If Christmas offers anything worth holding onto, it’s not the promise that things will suddenly get easier—but the reminder that we don’t face what’s hard alone.
Thank you for being part of that quiet, steady effort. We’ll need it again in the year ahead. And I have a feeling you’ll show up—because you always do.
A Christmas offering
Years ago, I made a small video using the final stanza of a poem by James Elroy Flecker — written by someone who could never know who would read him, or when.
“I send my soul through time and space to greet you.”
I’ve always thought of it as a quiet act of care — words offered forward without knowing who might need them. It feels fitting to share it again now, as a simple Christmas greeting. The full poem — not a traditional Christmas one — is transcribed below the video.

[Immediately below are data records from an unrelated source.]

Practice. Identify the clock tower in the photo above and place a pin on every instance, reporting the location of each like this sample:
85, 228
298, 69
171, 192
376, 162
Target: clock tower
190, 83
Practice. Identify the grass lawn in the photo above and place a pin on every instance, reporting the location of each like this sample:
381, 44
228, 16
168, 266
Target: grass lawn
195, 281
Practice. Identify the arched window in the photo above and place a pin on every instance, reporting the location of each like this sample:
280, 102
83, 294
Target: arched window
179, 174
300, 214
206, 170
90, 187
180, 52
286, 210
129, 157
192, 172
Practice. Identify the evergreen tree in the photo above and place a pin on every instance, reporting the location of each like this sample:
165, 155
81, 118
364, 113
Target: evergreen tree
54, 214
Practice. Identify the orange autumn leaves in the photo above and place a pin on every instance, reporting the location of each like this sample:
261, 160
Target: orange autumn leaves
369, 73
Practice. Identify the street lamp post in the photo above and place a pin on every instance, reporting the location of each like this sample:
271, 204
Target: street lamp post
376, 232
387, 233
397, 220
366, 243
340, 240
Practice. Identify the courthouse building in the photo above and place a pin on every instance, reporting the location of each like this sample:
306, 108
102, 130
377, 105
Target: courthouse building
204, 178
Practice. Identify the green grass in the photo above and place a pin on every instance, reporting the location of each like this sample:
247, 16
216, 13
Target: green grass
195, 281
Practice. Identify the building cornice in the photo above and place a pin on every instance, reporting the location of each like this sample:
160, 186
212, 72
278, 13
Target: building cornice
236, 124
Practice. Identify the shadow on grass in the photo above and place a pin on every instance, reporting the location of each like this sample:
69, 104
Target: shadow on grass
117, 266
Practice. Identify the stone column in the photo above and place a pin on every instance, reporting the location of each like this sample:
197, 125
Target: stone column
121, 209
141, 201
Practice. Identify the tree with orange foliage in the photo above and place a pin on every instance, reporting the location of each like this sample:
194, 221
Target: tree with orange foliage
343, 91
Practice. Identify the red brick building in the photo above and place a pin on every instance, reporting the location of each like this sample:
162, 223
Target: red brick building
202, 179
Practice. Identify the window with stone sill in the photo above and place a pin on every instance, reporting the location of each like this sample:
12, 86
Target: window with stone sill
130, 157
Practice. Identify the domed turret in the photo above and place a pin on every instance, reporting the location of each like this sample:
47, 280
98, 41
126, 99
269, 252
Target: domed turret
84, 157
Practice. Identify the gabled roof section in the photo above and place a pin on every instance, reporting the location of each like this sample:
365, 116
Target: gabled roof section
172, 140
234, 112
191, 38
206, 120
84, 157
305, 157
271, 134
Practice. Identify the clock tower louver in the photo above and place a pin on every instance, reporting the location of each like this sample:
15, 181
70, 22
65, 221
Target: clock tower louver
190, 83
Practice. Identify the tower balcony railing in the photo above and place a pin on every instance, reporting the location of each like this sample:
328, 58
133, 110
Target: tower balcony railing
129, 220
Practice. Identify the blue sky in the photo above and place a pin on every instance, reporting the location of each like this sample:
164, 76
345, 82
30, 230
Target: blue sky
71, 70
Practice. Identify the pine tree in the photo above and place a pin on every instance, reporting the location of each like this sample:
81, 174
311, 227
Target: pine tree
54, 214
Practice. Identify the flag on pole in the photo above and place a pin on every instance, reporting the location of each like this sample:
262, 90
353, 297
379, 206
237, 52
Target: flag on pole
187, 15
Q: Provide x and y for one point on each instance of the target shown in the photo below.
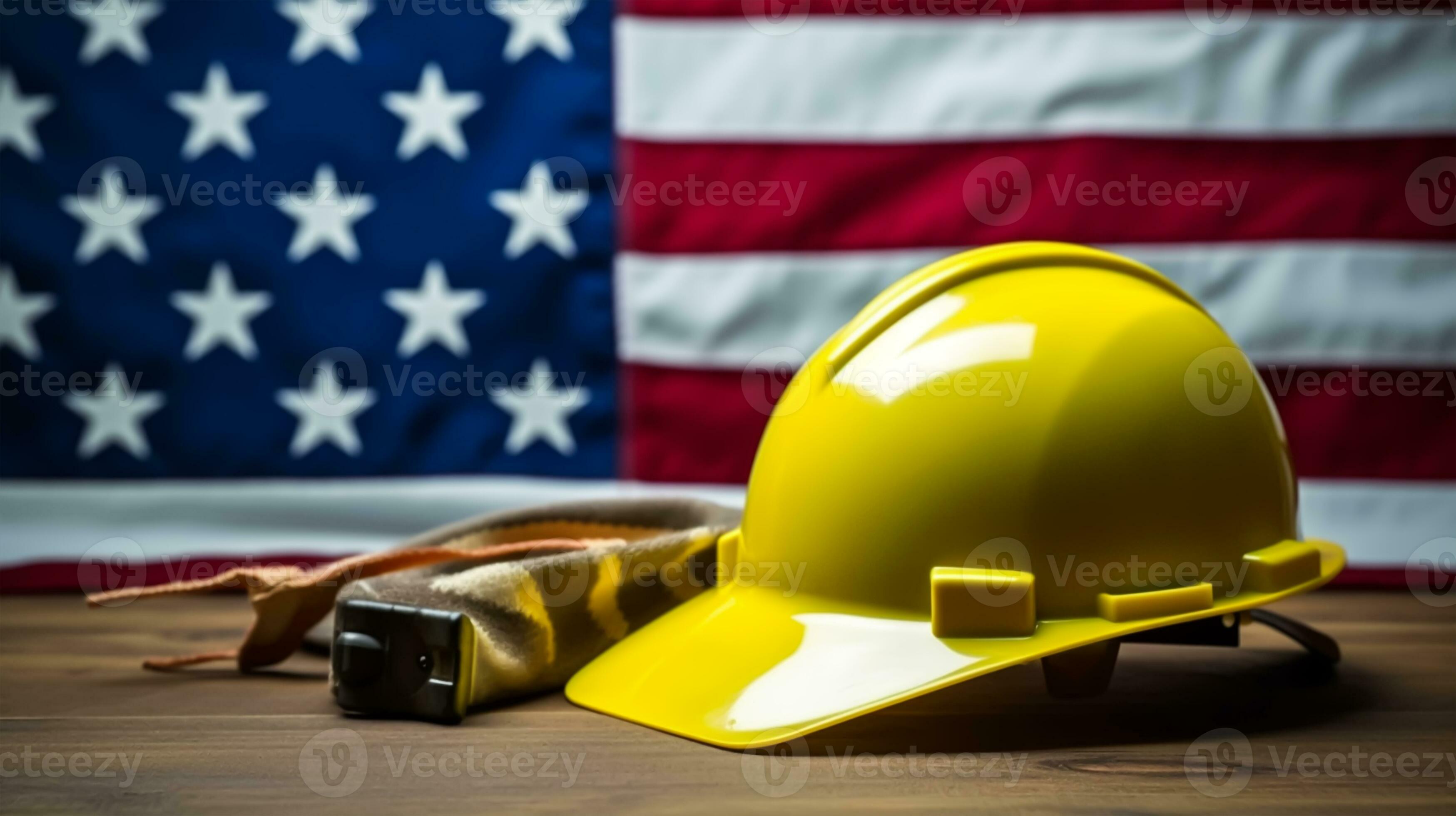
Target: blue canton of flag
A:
(306, 238)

“TO A POET A THOUSAND YEARS HENCE”
I who am dead a thousand years,
And wrote this sweet archaic song,
Send you my words for messengers
The way I shall not pass along.
I care not if you bridge the seas,
Or ride secure the cruel sky,
Or build consummate palaces
Of metal or of masonry.
But have you wine and music still,
And statues and a bright-eyed love,
And foolish thoughts of good and ill,
And prayers to them who sit above?
How shall we conquer? Like a wind
That falls at eve our fancies blow,
And old Maeonides the blind
Said it three thousand years ago.
O friend unseen, unborn, unknown,
Student of our sweet English tongue,
Read out my words at night, alone:
I was a poet, I was young.
Since I can never see your face,
And never shake you by the hand,
I send my soul through time and space
To greet you. You will understand.
By James Elroy Flecker (1884-1915).
Words travel in ways we can’t always see.
If this one feels worth sending forward — to someone near or far — please do. I’d like to think it might meet them at the right moment.
With you in spirit,
Leni




Beautiful conversations on this, Leni’s Substack. They always give me hope and a vision of the world as it should be: calm, compassionate, and generous.Thanks!
I'll just say it ... I'm exhausted by the unceasing rush of the enshittified news stream. But you help, a lot. Thanks Leni. Happy Holidays.